Чувство, с которым она вышла из Наташиной квартиры и брела вдоль длинного желто-белого дома, вернулось снова. Но теперь оно перестало быть таким тревожным и лишь слегка будоражило душу, как голоса, поющие о желтой субмарине. Но оно было, никуда не делось, и Аля словно прислушивалась к себе, пытаясь понять…
– Девушка, кофе ваш готов, возьмите! – услышала она и вздрогнула, как будто бармен произнес что-то неожиданное. – Или ладно, сидите, я принесу.
Его голос на мгновение вырвался из общего негромкого гула и невольно показался подсказкой.
«Просто я увидела все, как в зеркале, – поняла Аля. – Ну конечно, все повторилось всего за несколько часов! Парень с девушкой одни в пустой квартире – сначала я с Максом, потом Наташка со своим Сережей. И даже одинаковые квартиры, и один на всех ноябрьский день… И значит, все это может быть моей жизнью? Вот я вышла замуж за Макса, и мы купили стенку, или даже не стенку – все равно, какую-нибудь мебель, холодильник, что ли. И этот листок с хозяйственными подсчетами… Ну, допустим, я не стала бы записывать, кто заплатил за макароны, и он бы, пожалуй, не стал. Но все равно… Господи, какая скука!
Но ведь все так живут, – пыталась убедить себя Аля. – И Смирновы еще очень хорошо живут… У Инны Путренок, другой ученицы, вообще отец пьет, и невозможно смотреть, как ее мать стыдится даже перед девчонкой-учительницей. А еще невозможнее – когда уже и стыдиться перестает и просто пытается уложить его пораньше, чтобы отвязаться наконец от него и телевизор посмотреть спокойно. И это еще не самое худшее: он хотя бы не гоняется за ней с ножом…
Что будет, если я не поступлю в ГИТИС в следующем году? – с ужасом подумала она. – Вообще не поступлю – окажется, например, что я совершенно бездарна? Вот так вот я и буду жить?..»
Она торопливо глотнула кофе, как будто хотела, чтобы горячий напиток обжег горло.
«Не может этого быть! Я же знаю, что не может, теперь уже точно знаю…»

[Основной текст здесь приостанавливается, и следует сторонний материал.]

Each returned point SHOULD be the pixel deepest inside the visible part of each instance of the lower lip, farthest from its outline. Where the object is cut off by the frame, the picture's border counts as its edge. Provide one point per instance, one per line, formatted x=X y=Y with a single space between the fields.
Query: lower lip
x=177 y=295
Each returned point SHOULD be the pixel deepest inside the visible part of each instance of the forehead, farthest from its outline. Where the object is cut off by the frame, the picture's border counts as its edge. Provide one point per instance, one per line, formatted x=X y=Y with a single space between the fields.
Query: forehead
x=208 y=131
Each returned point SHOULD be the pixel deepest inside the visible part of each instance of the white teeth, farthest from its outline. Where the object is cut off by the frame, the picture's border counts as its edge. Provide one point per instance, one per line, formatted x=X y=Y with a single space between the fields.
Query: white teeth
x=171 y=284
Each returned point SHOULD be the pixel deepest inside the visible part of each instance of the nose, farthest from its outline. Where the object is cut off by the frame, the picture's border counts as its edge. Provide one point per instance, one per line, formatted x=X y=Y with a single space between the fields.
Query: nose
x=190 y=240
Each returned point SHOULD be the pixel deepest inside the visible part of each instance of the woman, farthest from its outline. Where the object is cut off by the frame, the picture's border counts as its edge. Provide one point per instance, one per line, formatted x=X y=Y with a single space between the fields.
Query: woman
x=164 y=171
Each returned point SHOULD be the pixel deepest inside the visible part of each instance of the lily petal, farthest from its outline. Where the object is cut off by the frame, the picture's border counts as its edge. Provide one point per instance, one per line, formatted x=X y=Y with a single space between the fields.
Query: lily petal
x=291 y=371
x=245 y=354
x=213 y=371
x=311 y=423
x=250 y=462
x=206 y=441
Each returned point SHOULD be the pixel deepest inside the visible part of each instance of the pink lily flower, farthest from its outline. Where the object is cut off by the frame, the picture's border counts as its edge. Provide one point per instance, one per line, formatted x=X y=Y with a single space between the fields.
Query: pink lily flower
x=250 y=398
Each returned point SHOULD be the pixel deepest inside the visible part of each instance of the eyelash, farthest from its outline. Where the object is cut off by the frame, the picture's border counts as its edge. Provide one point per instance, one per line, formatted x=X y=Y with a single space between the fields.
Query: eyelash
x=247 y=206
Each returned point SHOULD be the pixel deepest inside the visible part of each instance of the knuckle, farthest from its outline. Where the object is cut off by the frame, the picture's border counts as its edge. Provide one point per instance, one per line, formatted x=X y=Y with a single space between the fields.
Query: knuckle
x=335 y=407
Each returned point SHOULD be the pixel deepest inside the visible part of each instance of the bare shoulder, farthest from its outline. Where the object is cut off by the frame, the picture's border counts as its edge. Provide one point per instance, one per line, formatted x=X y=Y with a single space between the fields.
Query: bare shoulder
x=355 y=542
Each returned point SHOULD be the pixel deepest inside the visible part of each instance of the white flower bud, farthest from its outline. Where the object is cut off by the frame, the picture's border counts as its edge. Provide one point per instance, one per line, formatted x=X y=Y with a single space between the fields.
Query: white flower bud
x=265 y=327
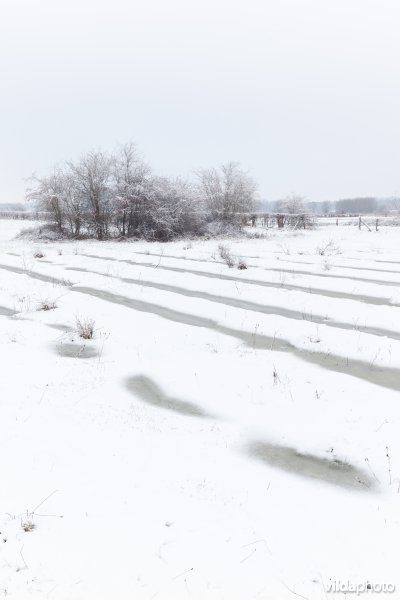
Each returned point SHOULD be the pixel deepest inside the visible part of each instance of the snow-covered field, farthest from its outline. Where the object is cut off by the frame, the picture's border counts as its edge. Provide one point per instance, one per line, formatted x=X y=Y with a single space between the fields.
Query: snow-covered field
x=227 y=434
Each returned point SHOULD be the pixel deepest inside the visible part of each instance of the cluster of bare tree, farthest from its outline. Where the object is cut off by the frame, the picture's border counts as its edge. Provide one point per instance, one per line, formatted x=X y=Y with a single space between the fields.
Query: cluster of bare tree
x=104 y=195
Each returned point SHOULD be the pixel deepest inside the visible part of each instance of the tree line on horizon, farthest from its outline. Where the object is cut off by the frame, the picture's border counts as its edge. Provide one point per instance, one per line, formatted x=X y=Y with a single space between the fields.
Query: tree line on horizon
x=105 y=195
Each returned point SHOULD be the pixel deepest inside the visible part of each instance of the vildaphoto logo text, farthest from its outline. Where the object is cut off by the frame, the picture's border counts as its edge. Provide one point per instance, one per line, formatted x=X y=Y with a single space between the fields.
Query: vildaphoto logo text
x=360 y=587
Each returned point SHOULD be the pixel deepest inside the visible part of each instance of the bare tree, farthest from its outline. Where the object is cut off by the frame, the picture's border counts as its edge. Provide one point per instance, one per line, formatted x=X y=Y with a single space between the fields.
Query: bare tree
x=227 y=192
x=292 y=204
x=131 y=181
x=92 y=182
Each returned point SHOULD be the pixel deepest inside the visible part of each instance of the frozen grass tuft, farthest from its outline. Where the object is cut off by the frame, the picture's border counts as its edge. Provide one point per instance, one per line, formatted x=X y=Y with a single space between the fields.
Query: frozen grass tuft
x=226 y=255
x=85 y=328
x=47 y=304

Аля действительно знала – во всяком случае, ей необходимо было точно знать. Иначе могло повториться то, что происходило с нею в начале этого лета – из-за чего она потеряла год, даже не попытавшись поступать в ГИТИС.
Ничего увлекательнее этого занятия Аля просто не могла себе представить.
Быть актрисой значило надевать каждый вечер наряды, в каких не ходят по улицам, и ходить в этих нарядах так, как не ходят по улицам. И произносить какие-то необыкновенные слова, которых не услышишь ни дома, ни в школе. Или даже произносить обыкновенные слова, но так, как их никто не произносит.
Аля просто извела маму своими фантазиями! Ей было совершенно все равно, что надевать в обычной, повседневной жизни, ее не привлекали ни новые туфельки, ни импортные платья. Но эти необыкновенные наряды… Без них Аля жить не могла, хотя надевать их было некуда и никакой практической необходимости в них не было. Разве что на новогодний утренник, так ведь он раз в году бывает.
А длинные платья в золотых блестках нужны были не раз в году. Они нужны были всегда. Чтобы не прерывалась та жизнь, которой не бывает, но которая только и была для маленькой Али настоящей жизнью.
В этой жизни она была, например, королевой – значит, срочно требовалась настоящая корона.
– Но ведь у тебя уже есть, Алечка, – пытался уговорить ее папа. – Тебе же тетя Катя подарила на день рождения корону, чем она плоха?
– Но это же для принцессы корона! – чуть не плакала Аля. – А королева – это же совсем другое. У нее совсем другой характер, и ей совсем другая корона нужна!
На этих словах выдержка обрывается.